Never forget. As much as some folks would like Blacks to forget the cruelties of slavery, segregation and racial injustice in America, it’s impossible to forget when things haven’t changed at all in some places. We wanted to call your attention to this documentary which was co-produced by award-winning documentary filmmaker Marco Williams. It explores the cruel practice of racial cleansing throughout the U.S. during the period following the Civil War.
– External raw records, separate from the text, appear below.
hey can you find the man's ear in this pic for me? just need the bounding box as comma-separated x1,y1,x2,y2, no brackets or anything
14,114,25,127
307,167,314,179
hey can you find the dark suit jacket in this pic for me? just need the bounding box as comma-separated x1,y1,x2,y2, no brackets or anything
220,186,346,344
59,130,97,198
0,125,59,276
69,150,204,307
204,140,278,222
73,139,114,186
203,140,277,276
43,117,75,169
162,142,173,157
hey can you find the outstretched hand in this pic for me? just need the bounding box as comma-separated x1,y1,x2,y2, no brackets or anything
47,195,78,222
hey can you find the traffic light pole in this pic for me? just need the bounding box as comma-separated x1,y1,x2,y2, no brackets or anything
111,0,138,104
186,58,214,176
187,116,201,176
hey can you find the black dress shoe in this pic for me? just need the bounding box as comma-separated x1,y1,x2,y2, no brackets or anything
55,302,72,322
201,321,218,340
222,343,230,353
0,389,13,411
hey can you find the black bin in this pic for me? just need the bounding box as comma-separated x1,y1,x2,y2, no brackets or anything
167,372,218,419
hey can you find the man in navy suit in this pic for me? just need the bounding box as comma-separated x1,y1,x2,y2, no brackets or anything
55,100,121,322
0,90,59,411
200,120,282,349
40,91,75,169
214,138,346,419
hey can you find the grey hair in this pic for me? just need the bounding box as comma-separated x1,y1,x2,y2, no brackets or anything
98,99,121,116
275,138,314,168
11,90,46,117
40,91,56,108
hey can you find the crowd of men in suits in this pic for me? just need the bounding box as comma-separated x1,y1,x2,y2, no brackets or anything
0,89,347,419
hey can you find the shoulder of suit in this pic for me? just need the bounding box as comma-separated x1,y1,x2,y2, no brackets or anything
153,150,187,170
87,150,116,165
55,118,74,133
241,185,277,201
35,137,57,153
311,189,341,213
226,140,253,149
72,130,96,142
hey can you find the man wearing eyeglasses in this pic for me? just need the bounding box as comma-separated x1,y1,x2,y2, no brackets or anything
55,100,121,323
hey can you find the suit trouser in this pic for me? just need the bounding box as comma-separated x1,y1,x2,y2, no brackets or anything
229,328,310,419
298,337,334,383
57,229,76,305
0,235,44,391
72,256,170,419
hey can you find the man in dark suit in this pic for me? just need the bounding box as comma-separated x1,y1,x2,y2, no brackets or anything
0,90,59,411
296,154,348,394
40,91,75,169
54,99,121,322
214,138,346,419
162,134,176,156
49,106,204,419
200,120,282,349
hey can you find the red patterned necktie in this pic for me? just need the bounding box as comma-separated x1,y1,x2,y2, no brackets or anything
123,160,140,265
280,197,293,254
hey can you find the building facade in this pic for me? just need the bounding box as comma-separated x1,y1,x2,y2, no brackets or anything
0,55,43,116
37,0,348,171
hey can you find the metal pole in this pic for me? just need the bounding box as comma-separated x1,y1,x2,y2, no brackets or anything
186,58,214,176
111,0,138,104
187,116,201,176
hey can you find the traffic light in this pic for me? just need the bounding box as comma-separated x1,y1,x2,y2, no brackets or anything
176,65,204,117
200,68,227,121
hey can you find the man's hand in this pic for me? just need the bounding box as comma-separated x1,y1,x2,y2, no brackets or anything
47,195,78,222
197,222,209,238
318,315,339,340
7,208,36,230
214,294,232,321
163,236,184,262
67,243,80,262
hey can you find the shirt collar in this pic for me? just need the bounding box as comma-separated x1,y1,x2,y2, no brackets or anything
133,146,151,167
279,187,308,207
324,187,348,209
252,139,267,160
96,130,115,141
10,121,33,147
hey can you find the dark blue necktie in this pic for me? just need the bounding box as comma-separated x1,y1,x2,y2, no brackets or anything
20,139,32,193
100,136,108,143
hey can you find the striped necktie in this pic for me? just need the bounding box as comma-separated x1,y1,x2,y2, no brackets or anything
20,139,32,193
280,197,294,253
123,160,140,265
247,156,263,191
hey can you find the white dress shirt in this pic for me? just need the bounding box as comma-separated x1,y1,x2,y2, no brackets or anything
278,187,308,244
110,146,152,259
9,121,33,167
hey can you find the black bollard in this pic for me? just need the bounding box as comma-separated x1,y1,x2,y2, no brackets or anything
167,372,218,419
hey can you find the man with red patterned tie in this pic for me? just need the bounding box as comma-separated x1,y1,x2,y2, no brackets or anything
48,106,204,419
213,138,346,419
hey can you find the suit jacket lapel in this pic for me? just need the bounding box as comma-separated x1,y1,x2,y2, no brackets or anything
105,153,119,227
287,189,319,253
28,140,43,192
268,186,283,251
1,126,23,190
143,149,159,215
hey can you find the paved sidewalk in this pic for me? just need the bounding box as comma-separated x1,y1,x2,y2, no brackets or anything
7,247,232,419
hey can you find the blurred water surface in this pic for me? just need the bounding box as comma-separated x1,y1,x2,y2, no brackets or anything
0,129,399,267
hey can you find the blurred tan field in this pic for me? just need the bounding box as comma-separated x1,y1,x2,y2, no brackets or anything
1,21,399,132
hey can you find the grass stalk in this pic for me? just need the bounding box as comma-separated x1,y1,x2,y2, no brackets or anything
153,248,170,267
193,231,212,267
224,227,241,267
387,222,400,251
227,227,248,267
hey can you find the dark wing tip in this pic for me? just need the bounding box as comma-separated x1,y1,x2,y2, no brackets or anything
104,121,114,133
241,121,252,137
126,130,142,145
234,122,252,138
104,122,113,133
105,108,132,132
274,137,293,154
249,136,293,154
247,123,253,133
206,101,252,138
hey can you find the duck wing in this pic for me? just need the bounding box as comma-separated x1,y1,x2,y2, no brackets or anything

Here’s more info via California Newsreel:
Between 1860 and 1920 hundreds of U.S. counties expelled their black residents. The pattern was depressingly similar in almost all cases. The counties tended to have small, defenseless black populations. A black man was rumored to have assaulted a white woman, was lynched and then white rioters attacked black neighborhoods with guns and firebombs. Few black property owners had time to sell their properties nor dared return to repossess them. Whites could then illegally assume ownership of them. African Americans not only lost their hard-won homes, farms and businesses, but saw their communities and families dispersed and their very right to exist violated. The film reveals that even one hundred years later, these racially cleansed communities tend to remain all-white bastions of separatism, sometimes harboring active klaverns of the Ku Klux Klan. Another California Newsreel release, Trouble Behind documents the same process in Corbin, Kentucky, home of Kentucky Fried Chicken.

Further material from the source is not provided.